My approach uses several common table expressions as this is how I work to incrementally solve a problem. So first generate the digits, then generate numbers, then determine the minimum and maximum dates for each ItemID
, then create a recordset that includes all the dates between the minimum and maximum dates for each ItemID
, then I LEFT JOIN
this to copy the Status
. Finally, you have the interesting problem of how to get the last non NULL
value for a column, and there are several approaches. Here is one article of many you can see different approaches: https://www.mssqltips.com/sqlservertip/7379/last-non-null-value-set-of-sql-server-records/ I used the approach that uses the MAX
function in a window.
So, putting this all together into a script and starting with your data in a table variable (as well as adding some records for another test), the whole things looks like this:
DECLARE @Data TABLE([ItemID] VARCHAR(3), [Date] DATE, [Status] VARCHAR(15));
INSERT INTO @Data ([ItemID],[Date],[Status])
VALUES ('001', '2021-01-12', 'Active'), ('001', '2021-01-16','Discontinued'),('001', '2021-01-20','Active'),
('002','2022-02-01','Active'), ('002','2022-03-01','Discontinued');
;WITH digits (I) AS
(
SELECT I
FROM (VALUES (0),(1),(2),(3),(4),(5),(6),(7),(8),(9)) AS digits (I)
)
,integers (I) AS (
SELECT D1.I (10*D2.I) (100*D3.I) (1000*D4.I)
FROM digits AS D1 CROSS JOIN digits AS D2 CROSS JOIN digits AS D3 CROSS JOIN digits AS D4
), itemMinMaxDates AS (
SELECT [ItemID], MIN([Date]) AS [MinDate], MAX([Date]) AS [MaxDate]
FROM @Data GROUP BY [ItemID]
), itemsWithAllDates AS
(
SELECT [imm].[ItemID], DATEADD(DAY,i.I, imm.[MinDate]) AS [Date] FROM [itemMinMaxDates] AS imm CROSS JOIN [integers] AS i
WHERE DATEADD(DAY,i.I, imm.[MinDate]) BETWEEN imm.[MinDate] AND imm.[MaxDate]

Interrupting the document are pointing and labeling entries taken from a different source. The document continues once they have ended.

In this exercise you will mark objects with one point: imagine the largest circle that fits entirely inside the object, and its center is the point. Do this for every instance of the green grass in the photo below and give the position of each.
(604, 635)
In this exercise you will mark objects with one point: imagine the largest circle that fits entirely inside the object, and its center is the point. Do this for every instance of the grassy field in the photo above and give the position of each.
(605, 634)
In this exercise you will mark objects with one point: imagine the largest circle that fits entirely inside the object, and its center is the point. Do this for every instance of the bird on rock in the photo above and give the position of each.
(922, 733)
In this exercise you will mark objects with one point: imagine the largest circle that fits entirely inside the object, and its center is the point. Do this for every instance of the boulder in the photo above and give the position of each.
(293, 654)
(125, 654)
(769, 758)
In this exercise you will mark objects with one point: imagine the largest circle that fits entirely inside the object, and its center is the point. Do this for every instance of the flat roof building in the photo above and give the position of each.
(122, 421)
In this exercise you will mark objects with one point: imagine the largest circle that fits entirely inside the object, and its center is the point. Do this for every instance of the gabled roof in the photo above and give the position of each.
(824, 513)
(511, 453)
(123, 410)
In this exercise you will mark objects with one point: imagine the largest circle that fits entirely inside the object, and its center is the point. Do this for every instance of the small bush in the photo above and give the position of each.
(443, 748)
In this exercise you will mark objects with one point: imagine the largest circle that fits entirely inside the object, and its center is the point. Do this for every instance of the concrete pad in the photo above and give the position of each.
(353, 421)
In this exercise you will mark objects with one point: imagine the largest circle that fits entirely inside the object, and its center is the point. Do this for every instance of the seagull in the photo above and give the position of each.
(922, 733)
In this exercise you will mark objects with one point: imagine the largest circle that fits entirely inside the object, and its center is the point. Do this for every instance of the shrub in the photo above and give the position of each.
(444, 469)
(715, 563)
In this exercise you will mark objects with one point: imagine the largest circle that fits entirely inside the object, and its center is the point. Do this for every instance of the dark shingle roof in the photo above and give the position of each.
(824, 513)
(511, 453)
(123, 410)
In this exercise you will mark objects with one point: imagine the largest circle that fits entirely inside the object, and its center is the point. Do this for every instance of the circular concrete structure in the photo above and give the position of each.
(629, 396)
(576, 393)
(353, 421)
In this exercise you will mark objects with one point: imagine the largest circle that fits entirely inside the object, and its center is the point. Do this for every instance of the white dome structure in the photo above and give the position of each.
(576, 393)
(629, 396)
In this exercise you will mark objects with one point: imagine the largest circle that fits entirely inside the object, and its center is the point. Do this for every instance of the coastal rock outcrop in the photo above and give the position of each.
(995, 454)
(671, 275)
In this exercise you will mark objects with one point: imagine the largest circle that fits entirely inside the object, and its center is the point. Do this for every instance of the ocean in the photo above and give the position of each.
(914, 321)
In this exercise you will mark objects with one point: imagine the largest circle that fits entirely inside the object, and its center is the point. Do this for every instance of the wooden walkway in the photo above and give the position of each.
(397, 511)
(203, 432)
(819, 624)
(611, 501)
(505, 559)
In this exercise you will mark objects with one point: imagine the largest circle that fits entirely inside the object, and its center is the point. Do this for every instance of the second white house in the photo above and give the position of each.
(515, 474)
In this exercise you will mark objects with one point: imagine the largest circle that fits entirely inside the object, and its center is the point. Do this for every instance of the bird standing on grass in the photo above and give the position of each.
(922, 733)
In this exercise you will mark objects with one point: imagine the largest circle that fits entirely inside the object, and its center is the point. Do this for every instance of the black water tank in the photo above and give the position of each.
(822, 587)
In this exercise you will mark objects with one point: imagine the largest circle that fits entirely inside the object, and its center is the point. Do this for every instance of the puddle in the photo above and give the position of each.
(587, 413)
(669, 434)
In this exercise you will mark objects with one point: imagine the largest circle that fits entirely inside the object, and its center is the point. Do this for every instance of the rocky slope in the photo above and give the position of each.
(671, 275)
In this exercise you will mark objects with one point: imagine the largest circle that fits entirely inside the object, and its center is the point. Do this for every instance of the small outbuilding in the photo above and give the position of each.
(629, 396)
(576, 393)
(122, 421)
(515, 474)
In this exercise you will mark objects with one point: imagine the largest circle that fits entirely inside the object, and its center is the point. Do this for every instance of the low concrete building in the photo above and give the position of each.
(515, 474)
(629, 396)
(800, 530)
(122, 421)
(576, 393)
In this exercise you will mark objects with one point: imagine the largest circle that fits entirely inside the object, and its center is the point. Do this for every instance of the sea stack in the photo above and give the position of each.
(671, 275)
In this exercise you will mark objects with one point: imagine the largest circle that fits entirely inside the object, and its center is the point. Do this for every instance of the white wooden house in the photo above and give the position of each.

), itemsWithAllDatesAndStatus AS
(
SELECT [allDates].[ItemID], [allDates].[Date], [d].[Status] FROM [itemsWithAllDates] AS allDates
LEFT OUTER JOIN @Data AS d ON [allDates].[ItemID] = [d].[ItemID] AND [allDates].[Date] = d.[Date]
), grp AS
(
SELECT [itemsWithAllDatesAndStatus].[ItemID],
[itemsWithAllDatesAndStatus].[Date],
[itemsWithAllDatesAndStatus].[Status],
MAX(IIF([itemsWithAllDatesAndStatus].[Status] IS NOT NULL, [itemsWithAllDatesAndStatus].[Date], NULL)) OVER (PARTITION BY [itemsWithAllDatesAndStatus].[ItemID] ORDER BY [itemsWithAllDatesAndStatus].[Date] ROWS UNBOUNDED PRECEDING) AS grp
FROM itemsWithAllDatesAndStatus
)
SELECT [grp].[ItemID], [grp].[Date],
MAX([grp].[Status]) OVER (PARTITION BY [grp].[ItemID], grp ORDER BY [grp].[Date] ROWS UNBOUNDED PRECEDING) AS [Status]
FROM [grp]
ORDER BY [grp].[ItemID], [grp].[Date];
The result is what you have shown (as well as the data I included for a test):
ItemID | Date | Status |
---|---|---|
001 | 2021-01-12 | Active |
001 | 2021-01-13 | Active |
001 | 2021-01-14 | Active |
001 | 2021-01-15 | Active |
001 | 2021-01-16 | Discontinued |
001 | 2021-01-17 | Discontinued |
001 | 2021-01-18 | Discontinued |
001 | 2021-01-19 | Discontinued |
001 | 2021-01-20 | Active |
002 | 2022-02-01 | Active |
002 | 2022-02-02 | Active |
002 | 2022-02-03 | Active |
002 | 2022-02-04 | Active |
002 | 2022-02-05 | Active |
002 | 2022-02-06 | Active |
002 | 2022-02-07 | Active |
002 | 2022-02-08 | Active |
002 | 2022-02-09 | Active |
002 | 2022-02-10 | Active |
002 | 2022-02-11 | Active |
002 | 2022-02-12 | Active |
002 | 2022-02-13 | Active |
002 | 2022-02-14 | Active |
002 | 2022-02-15 | Active |
002 | 2022-02-16 | Active |
002 | 2022-02-17 | Active |
002 | 2022-02-18 | Active |
002 | 2022-02-19 | Active |
002 | 2022-02-20 | Active |
002 | 2022-02-21 | Active |
002 | 2022-02-22 | Active |
002 | 2022-02-23 | Active |
002 | 2022-02-24 | Active |
002 | 2022-02-25 | Active |
002 | 2022-02-26 | Active |
002 | 2022-02-27 | Active |
002 | 2022-02-28 | Active |
002 | 2022-03-01 | Discontinued |
Like I said, this is a working solution, but it is likely not the best or most efficient solution - but it gets you up and running.